Kuukuwa Manful
Kuukuwa Manful is a trained architect and researcher who creates, studies and documents architecture in Africa.
She is an Assistant Professor of Architecture at the Taubman College of Architecture and Urban Planning, University of Michigan. Her current projects include a book about ‘The Architecture of Education in Ghana’ and a study of the ‘Formalisation and Unformalisation of Architecture in West Africa’ using a collection of endangered archives that she has recently digitised.

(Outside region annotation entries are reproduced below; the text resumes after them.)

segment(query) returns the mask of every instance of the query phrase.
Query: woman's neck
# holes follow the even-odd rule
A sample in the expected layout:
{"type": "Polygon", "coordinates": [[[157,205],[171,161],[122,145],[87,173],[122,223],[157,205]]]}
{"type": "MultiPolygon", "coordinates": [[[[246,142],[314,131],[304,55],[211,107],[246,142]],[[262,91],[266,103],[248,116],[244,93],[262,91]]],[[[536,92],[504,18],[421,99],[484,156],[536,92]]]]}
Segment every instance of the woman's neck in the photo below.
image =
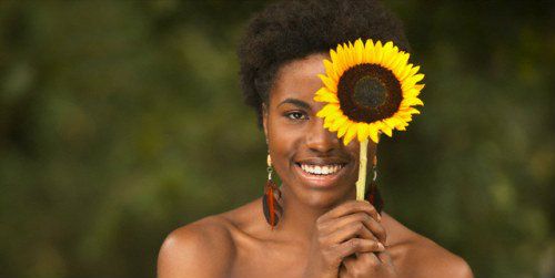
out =
{"type": "MultiPolygon", "coordinates": [[[[310,206],[292,194],[286,185],[281,186],[283,197],[283,217],[278,224],[284,237],[306,243],[311,239],[320,216],[332,207],[310,206]]],[[[354,197],[354,195],[353,195],[354,197]]]]}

She was previously a visiting post-doctoral scholar at the Center for Advanced Study in the Behavioral Sciences at Stanford University and a post-doctoral researcher on the African State Architecture Project at SOAS, University of London. She holds a PhD from SOAS, University of London, an MSc in African Studies from the University of Oxford, and Masters and BSc Architecture degrees from the Kwame Nkrumah University of Science and Technology.
Her academic publications, creative writing, and public scholarship have appeared in African Affairs, Al Jazeera, Aperture, Curator: The Museum Journal, and Tampered Press. She has exhibited at and curated several art and architecture exhibitions around the world including recently in Ethiopia, South Africa, Ghana and the United Kingdom. Her most recent publication include the co-edited book ‘Building African Futures: 10 Manifestos for Transformative Architecture and Urbanism’, published by Iwalewa books; and ‘Building Classes: Secondary Schools and Sociopolitical Stratification in Ghana’ which was awarded the 2023 ASA Graduate Student Paper Prize.
Through her Accra Archive project, funded by an award from British Library’s Endangered Archives Programme, she has digitised a collection of endangered historical architectural material pertaining to architecture, construction, and urban regulation in Ghana. She curates adansisɛm – an architecture collective that documents Ghanaian architecture theory, research and practice; co-founded and runs sociarchi – a social architectural enterprise that advocates for and provides architectural services to people who ordinarily cannot afford architects; and serves as president of the Docomomo Accra Chapter.